The book is divided into three parts: the first and most substantial consists of twenty-nine poems of varied lengths, forms and subject matter; the second contains a single poem or, rather, sequence of poems on a single theme, entitled ‘Churchyard View’, and the third a series of autobiographical snapshots of the poet’s childhood called ‘Family Album’, with a short coda, ‘Nocturne’.
O’Driscoll is a poet whose work endorses the truth of J. M. Synge’s words that “... it is the timber of poetry that wears most surely, and there is no timber that has not strong roots among the clay and worms”. That is to say that the provenance of O’Driscoll’s poetry is in the quotidian life of his native Ireland, rural and urban. He displays and admirable gift for conveying sensuous impressions, the physicality, the scent, taste and touch of things. The vision expressed is sometimes bleak, unflinching, but unsentimentally compassionate, and the language employed is generally simple, concrete, mistrustful of abstraction.

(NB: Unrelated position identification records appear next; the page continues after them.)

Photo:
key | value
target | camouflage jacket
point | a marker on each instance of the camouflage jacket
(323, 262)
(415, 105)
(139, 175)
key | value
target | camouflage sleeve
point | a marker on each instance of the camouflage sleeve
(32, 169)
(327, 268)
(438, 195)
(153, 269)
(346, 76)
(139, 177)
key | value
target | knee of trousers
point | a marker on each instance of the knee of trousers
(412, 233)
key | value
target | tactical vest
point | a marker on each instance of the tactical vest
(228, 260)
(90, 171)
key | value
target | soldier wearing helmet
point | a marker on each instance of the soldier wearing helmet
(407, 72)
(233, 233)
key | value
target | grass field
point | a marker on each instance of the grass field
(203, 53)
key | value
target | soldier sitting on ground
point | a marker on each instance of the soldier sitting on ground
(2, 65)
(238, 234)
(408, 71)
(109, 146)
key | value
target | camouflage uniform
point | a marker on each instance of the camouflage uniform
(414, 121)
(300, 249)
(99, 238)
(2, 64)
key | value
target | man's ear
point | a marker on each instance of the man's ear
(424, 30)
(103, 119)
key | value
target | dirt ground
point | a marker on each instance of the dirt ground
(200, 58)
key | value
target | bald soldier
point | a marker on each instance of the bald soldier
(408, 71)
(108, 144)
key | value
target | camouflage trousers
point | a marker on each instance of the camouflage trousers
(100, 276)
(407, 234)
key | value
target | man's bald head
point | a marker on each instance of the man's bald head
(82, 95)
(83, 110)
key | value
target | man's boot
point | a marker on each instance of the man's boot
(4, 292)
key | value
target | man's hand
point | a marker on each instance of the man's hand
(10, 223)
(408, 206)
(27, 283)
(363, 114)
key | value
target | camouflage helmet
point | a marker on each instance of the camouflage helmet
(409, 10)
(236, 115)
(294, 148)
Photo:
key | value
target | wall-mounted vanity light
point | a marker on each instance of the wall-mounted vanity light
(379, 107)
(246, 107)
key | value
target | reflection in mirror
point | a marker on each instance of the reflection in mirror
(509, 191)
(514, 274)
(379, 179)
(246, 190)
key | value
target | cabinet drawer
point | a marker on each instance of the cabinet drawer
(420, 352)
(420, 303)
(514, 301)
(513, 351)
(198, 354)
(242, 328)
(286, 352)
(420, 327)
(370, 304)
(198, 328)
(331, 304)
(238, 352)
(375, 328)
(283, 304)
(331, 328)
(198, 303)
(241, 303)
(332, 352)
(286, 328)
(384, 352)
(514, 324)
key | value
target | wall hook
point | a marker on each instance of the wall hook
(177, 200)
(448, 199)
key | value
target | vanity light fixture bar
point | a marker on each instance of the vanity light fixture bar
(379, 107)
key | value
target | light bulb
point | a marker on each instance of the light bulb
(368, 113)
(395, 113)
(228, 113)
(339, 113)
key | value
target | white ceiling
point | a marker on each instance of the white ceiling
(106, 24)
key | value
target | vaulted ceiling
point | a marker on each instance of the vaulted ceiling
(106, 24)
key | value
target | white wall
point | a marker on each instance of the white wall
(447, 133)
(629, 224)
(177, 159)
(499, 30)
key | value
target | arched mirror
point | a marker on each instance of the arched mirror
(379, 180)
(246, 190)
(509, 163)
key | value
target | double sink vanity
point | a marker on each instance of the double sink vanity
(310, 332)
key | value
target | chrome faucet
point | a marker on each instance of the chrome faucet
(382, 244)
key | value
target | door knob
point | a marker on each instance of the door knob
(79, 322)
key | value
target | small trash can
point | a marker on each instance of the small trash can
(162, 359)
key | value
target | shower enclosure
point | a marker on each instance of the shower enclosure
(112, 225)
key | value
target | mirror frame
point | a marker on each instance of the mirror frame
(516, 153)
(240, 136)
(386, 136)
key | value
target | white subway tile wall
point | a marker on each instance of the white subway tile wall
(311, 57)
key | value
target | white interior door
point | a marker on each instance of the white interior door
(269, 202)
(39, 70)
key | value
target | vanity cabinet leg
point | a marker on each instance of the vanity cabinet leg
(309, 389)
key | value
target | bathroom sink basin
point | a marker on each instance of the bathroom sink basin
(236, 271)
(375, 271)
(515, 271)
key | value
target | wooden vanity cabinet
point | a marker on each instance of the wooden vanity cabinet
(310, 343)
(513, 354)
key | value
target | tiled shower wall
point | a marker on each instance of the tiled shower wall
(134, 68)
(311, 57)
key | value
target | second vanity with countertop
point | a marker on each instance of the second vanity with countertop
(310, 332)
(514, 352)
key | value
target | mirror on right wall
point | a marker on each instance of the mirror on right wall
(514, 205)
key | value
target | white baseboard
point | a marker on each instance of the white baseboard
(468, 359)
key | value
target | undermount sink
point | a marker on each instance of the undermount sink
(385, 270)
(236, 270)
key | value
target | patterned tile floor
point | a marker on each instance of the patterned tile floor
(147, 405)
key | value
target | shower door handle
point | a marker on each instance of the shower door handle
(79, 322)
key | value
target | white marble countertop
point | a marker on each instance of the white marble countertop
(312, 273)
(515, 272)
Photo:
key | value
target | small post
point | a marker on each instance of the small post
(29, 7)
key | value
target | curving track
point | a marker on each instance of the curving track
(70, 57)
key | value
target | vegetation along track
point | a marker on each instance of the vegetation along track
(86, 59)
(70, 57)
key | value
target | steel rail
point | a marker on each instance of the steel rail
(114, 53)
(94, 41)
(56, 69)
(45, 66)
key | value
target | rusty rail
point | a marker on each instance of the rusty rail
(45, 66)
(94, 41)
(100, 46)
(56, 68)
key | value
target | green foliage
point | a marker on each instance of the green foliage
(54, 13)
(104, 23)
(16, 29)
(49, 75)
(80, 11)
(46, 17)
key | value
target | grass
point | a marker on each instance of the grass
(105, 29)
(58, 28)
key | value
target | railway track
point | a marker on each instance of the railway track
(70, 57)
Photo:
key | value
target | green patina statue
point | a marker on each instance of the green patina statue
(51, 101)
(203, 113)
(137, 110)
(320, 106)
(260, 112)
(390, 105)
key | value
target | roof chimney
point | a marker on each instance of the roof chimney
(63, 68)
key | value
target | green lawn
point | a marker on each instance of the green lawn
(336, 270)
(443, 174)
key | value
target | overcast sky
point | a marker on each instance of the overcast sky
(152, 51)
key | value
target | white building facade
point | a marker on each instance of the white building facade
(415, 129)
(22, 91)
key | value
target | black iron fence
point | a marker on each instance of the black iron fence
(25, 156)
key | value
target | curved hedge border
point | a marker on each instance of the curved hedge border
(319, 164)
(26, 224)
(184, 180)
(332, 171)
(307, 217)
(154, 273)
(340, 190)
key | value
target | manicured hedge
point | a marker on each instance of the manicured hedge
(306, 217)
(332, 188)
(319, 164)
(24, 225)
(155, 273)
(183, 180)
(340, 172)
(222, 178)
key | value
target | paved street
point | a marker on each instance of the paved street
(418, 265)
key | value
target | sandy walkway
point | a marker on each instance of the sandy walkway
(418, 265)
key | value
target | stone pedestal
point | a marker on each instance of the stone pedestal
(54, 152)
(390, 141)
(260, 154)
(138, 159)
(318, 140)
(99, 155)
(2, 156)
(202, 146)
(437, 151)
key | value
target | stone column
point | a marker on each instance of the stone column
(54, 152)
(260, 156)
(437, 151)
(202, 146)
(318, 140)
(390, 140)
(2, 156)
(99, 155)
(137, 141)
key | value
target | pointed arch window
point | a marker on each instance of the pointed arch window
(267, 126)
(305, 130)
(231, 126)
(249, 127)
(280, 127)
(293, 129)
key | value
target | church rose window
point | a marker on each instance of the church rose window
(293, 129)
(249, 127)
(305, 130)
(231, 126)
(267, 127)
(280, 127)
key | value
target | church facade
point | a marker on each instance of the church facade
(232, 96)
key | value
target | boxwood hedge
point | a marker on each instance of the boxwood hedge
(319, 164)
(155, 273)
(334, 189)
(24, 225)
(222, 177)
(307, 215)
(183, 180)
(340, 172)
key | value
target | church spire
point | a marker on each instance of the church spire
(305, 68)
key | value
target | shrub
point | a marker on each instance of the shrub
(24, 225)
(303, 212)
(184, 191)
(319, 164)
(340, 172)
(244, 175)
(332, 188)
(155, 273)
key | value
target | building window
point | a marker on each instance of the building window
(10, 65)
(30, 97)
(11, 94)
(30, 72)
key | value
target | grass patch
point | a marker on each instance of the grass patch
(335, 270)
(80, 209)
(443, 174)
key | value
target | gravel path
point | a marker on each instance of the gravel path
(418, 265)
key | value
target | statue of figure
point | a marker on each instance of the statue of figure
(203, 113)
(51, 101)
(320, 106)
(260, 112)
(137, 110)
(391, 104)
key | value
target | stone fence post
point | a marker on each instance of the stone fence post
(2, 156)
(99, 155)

His excellent ‘Votive Candles’ ends like this:
When they gutter,
stutter, dwindle, taper off,
what is left
of inflamed hopes
is a hard waxen mass,
a host;
the shard of soap
with which
God washes
His spotless hands.
The short lines of each rhythmically light and supple couplet carry effective and mimetic internal rhymes and alliterative interaction while the diction is loaded with ambiguities. The verb ‘to taper’ is precise in its meaning of gradual dimunition but it also contains the noun, ‘taper’, a diminished candle; the ‘inflamed’ hopes have been heated and enlarged before being reduced to a ‘waxen mass’ and the word ‘host’ holds both its sacramental meaning and its original Latin meaning of ‘victim’. Finally, since God’s hands are ‘spotless’ their washing would appear to be a symbolic gesture and one of indifference to the hopes and suffering of His petitioners.
O’Driscoll is a witty writer, but his punning is never facetious. The unrelieved melancholy of ‘Churchyard View’, and some of the other poems in Weather Permitting, might be running the paradoxical risk of trivialising the concern with human mortality, but his is a collection of varied and often moving poems which should give pleasure to any reader who is seriously interested in, and responsive to, the poetry of today.